Efforts for obtaining an astronomical criterion for predicting the time of first lunar visibility go back the the Babylonian era, with significant improvements and work done later by Muslim and other scientists. These efforts have resulted in the development in a number of criteria for predicting first possible sighting of a crescent. However, there remains a measure of uncertainty associated with all criteria developed thus far. Moreover, there has been little work in the area of estimating crescent visibility on global (as apposed to local) scale.

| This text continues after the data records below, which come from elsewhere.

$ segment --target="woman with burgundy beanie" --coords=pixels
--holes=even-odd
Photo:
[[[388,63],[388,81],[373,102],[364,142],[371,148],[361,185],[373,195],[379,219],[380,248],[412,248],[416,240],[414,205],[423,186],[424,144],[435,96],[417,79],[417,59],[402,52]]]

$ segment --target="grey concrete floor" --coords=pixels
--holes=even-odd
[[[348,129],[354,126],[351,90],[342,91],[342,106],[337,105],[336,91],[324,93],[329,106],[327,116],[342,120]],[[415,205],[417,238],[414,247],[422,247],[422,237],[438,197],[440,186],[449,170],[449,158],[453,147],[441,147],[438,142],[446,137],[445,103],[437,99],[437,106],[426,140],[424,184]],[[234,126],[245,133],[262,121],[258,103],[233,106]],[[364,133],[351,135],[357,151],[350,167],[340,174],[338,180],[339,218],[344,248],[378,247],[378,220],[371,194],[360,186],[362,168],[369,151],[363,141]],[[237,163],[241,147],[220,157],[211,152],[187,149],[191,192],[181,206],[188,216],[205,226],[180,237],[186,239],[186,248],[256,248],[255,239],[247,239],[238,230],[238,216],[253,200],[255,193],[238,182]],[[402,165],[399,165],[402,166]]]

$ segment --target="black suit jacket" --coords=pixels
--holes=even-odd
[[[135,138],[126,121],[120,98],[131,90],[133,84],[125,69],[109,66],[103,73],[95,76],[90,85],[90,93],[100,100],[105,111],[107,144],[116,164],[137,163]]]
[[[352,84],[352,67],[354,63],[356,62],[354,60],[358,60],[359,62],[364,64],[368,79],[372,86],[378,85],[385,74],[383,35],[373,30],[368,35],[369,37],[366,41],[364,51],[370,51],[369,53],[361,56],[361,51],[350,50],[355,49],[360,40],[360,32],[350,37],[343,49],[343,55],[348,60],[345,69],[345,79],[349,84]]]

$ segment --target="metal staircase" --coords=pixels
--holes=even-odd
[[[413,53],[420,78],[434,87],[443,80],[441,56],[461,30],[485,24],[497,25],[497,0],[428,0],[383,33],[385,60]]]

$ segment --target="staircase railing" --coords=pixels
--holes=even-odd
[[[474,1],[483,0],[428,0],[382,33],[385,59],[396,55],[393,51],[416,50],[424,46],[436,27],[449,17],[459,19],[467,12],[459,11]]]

Until this happens, no Hijri calendar software can be 100% reliable, and actual crescent sighting remains essential especially for fixing important dates such as the beginning of RamaDHaan and the two `iyds.

The slight differences in printed Islamic calendars, worldwide, can therefore be traced to two primary factors: (1) the absence of a global criterion for first visibility; and (2) the use of different visibility criterion (or method of calculation). Weather conditions and differences in the observer's location also explain why there are sometimes differences in the observances of Islamic dates, worldwide.

Readers interested in further information should consult Mohammad Ilyas' excellent book ``A Modern Guide to Astronomical Calculations of Islamic Calendar, Times & Qibla,'' Berita Publishing, 1984, (ISBN: 967-969-009-1). The book contains a thorough discussion of the Islamic calendrical system and related historical and scientific developments. It also presents a sound proposal for a universal Islamic Calendar based on a global visibility criterion and the concept of a Lunar Day (or International Lunar Date Line).

Waleed Muhanna

Tuesday 13 Jumaada al-THaany 1413 A.H.